Leadership and management are essential to achieving the goals of global public health. Despite broad agreement that strong leadership and efficient management are essential to the achievement of global health goals, funding for building these skills remains elusive. One explanation for this mismatch between expert opinions and investment may be the paucity of evidence demonstrating the effect of these skills on health outcomes in low- and middle-income countries.

The goal of this research was to evaluate existing data and generate new evidence to support the hypothesis that that enhanced leadership skills and management capacity impact global public health outcomes. The first chapter provides an overview of existing evidence, examining the results of previous reviews and presenting a systematic review, which included publications that describe models for building leadership and management capacity in LMICs for which impact was measured. The second chapter presents a mixed-methods impact evaluation of Global Health Corps, a fellowship program that aims to build leadership capacity among young, global health professionals. Quantitative data was collected from a combination of existing databases and surveys and used to develop a logistic model examining whether those individuals who had completed the fellowship were more likely to focus their current career on global public health. Qualitative data was collected through interviews with fellowship supervisors and focus groups with alumni of the program and analyzed thematically to better understand how Global Health Corps had impacted their careers. The third chapter presents a mixed-methods impact evaluation of Born Free Africa, a quality improvement intervention to reinforce efforts of the Kenyan government virtually eliminate mother-to-child transmission of HIV through the introduction of a Rapid Response Team (RRT) providing additional program management support at the county level. Quantitative data was collected from three Kenyan health system administrative databases and used to construct a difference-in-difference model estimating the effect of the RRT on the number of HIV-positive pregnant women receiving the appropriate treatment, the number of missed opportunities, and the number of positive HIV tests for infants. Qualitative data was collected through fifty in-depth interviews with members of the RRT and their counterparts in the county governments and public health care facilities and thematically analyzed to better understand the impact of the RRT program on the processes and the activities of the county health system and facility-level implementation that may explain why and how the RRT program resulted in changes in performance on the process and health outcome indicators of interest.
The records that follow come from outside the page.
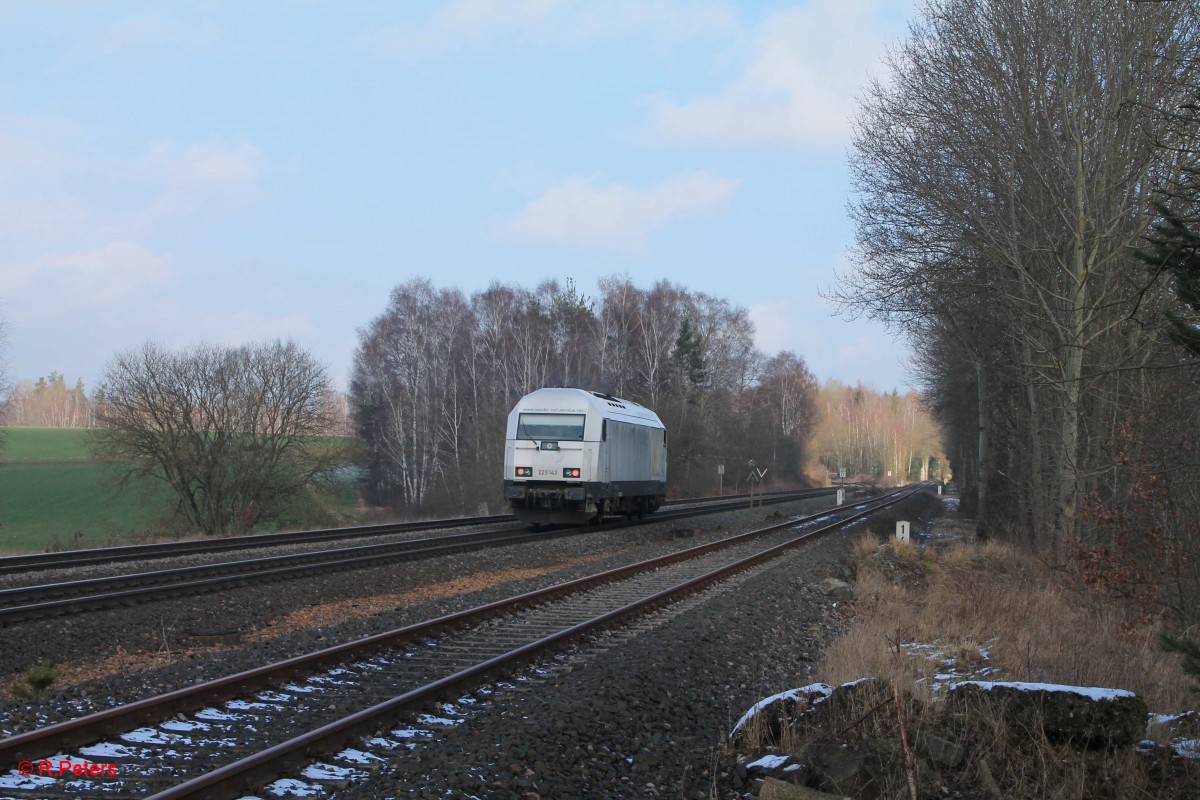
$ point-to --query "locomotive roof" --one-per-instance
(561, 400)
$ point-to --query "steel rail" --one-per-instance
(67, 559)
(232, 780)
(22, 603)
(91, 727)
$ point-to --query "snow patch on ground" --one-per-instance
(1091, 692)
(768, 762)
(822, 690)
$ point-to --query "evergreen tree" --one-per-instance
(1175, 248)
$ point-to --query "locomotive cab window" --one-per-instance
(559, 427)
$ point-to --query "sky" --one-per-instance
(235, 172)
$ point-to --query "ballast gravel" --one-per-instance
(641, 715)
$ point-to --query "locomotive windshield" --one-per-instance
(559, 427)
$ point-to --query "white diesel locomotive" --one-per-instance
(574, 456)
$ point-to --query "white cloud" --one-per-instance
(557, 23)
(246, 325)
(808, 65)
(577, 211)
(833, 347)
(202, 174)
(156, 32)
(57, 283)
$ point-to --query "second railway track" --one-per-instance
(19, 603)
(451, 659)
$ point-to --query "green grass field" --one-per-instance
(54, 495)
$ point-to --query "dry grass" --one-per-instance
(928, 617)
(975, 599)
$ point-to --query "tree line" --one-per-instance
(1015, 173)
(49, 403)
(882, 437)
(437, 373)
(240, 433)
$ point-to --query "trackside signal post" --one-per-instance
(755, 476)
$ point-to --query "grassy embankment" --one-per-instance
(925, 617)
(55, 495)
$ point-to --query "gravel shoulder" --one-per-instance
(120, 655)
(645, 715)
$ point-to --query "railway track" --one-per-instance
(22, 603)
(246, 729)
(69, 559)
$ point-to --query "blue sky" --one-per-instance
(238, 170)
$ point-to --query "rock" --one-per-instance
(839, 590)
(783, 768)
(774, 789)
(1093, 717)
(947, 753)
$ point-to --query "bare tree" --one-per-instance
(235, 432)
(1005, 173)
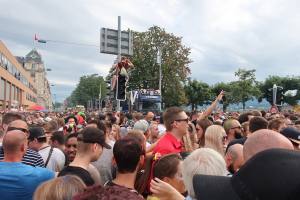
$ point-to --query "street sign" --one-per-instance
(109, 42)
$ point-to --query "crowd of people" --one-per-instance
(172, 155)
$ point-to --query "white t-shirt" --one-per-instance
(57, 159)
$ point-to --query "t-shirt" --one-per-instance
(168, 144)
(57, 159)
(83, 174)
(31, 157)
(19, 181)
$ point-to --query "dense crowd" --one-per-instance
(171, 155)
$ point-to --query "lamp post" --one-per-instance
(158, 61)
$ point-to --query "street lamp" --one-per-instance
(158, 61)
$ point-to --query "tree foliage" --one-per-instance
(174, 64)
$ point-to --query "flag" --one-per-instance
(291, 93)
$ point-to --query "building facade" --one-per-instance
(34, 65)
(17, 90)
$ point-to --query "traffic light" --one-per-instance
(121, 89)
(279, 96)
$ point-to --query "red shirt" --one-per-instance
(168, 144)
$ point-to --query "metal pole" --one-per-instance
(159, 82)
(119, 54)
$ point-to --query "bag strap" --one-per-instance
(49, 155)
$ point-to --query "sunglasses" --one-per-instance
(20, 129)
(182, 120)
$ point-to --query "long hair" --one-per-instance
(64, 187)
(214, 135)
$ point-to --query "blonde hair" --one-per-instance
(64, 187)
(213, 138)
(202, 161)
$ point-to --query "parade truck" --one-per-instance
(144, 100)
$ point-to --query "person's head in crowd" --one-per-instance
(14, 145)
(215, 138)
(143, 126)
(264, 139)
(257, 123)
(109, 117)
(71, 143)
(49, 128)
(61, 123)
(139, 136)
(8, 118)
(91, 142)
(176, 121)
(64, 187)
(256, 113)
(244, 117)
(245, 127)
(129, 157)
(169, 169)
(263, 113)
(36, 138)
(202, 161)
(96, 124)
(277, 124)
(149, 117)
(271, 174)
(190, 139)
(201, 127)
(115, 132)
(154, 132)
(234, 158)
(233, 129)
(293, 135)
(137, 116)
(71, 123)
(57, 140)
(18, 125)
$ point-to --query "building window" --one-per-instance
(7, 91)
(2, 89)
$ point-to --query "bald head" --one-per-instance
(262, 140)
(14, 142)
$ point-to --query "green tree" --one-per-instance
(175, 60)
(197, 93)
(87, 89)
(246, 87)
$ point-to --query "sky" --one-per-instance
(223, 35)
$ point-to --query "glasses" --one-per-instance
(20, 129)
(182, 120)
(239, 127)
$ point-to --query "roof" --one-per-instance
(34, 56)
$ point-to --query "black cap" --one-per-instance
(93, 135)
(270, 174)
(36, 133)
(292, 134)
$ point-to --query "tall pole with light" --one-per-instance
(158, 61)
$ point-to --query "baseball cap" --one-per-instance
(36, 133)
(270, 174)
(93, 135)
(292, 134)
(141, 125)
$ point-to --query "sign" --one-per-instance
(109, 42)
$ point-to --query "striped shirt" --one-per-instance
(31, 157)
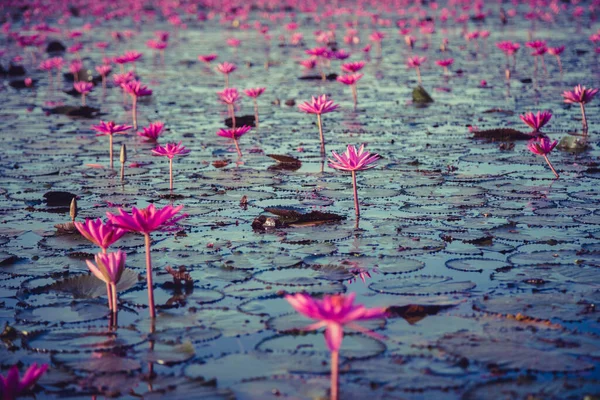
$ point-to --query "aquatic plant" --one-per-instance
(354, 160)
(416, 62)
(254, 94)
(103, 70)
(353, 67)
(109, 268)
(83, 88)
(135, 89)
(582, 95)
(333, 313)
(99, 233)
(152, 132)
(542, 146)
(13, 385)
(319, 105)
(226, 68)
(146, 221)
(556, 52)
(351, 80)
(230, 96)
(536, 121)
(235, 134)
(171, 150)
(445, 63)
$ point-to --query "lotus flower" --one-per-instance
(109, 268)
(354, 160)
(333, 313)
(582, 95)
(171, 150)
(146, 221)
(12, 386)
(536, 121)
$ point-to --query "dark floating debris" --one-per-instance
(287, 217)
(330, 77)
(83, 111)
(501, 134)
(284, 163)
(420, 96)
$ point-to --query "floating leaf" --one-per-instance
(98, 363)
(509, 355)
(353, 345)
(234, 368)
(501, 134)
(422, 285)
(566, 307)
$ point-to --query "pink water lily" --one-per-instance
(536, 121)
(351, 80)
(254, 93)
(354, 160)
(333, 313)
(135, 89)
(235, 134)
(110, 128)
(582, 95)
(83, 88)
(152, 132)
(230, 96)
(445, 63)
(146, 221)
(99, 233)
(416, 62)
(319, 105)
(12, 386)
(171, 150)
(353, 67)
(109, 268)
(226, 68)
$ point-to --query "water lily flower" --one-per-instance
(152, 131)
(254, 93)
(354, 160)
(582, 95)
(235, 134)
(416, 62)
(230, 96)
(536, 121)
(135, 89)
(445, 63)
(333, 313)
(110, 128)
(351, 80)
(109, 268)
(226, 68)
(83, 88)
(99, 233)
(146, 221)
(353, 67)
(12, 386)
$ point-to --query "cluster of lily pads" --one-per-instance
(334, 312)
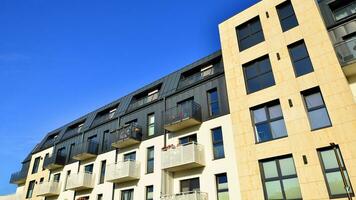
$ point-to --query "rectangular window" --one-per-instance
(150, 160)
(317, 112)
(249, 33)
(190, 185)
(36, 164)
(258, 74)
(30, 188)
(127, 194)
(150, 124)
(218, 143)
(330, 158)
(287, 16)
(213, 102)
(130, 156)
(279, 177)
(268, 121)
(102, 172)
(89, 168)
(222, 186)
(149, 192)
(300, 58)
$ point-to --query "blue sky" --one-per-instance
(62, 59)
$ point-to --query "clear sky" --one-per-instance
(62, 59)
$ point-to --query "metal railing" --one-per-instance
(142, 101)
(54, 159)
(121, 170)
(80, 180)
(48, 188)
(200, 75)
(183, 154)
(346, 51)
(193, 195)
(133, 131)
(189, 109)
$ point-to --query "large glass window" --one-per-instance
(317, 112)
(287, 16)
(249, 34)
(30, 188)
(222, 186)
(330, 159)
(149, 192)
(268, 121)
(300, 58)
(213, 102)
(218, 143)
(150, 124)
(36, 164)
(258, 74)
(150, 160)
(280, 180)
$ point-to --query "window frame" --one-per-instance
(325, 171)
This research contributes to the field of global health by offering evidence that improving leadership skills and management capacity do positively impact health outcomes. This evidence may be useful to increase investment in foundational aspects of the health system—leadership and management—without which the success of any clinically focused intervention will be limited and the successful transition of health system financing from development assistance to domestic sources may be impeded. This body of work also demonstrates the variety of methods and tools that I have mastered throughout my doctoral coursework and research and how these can be applied to a unique aspect of global health.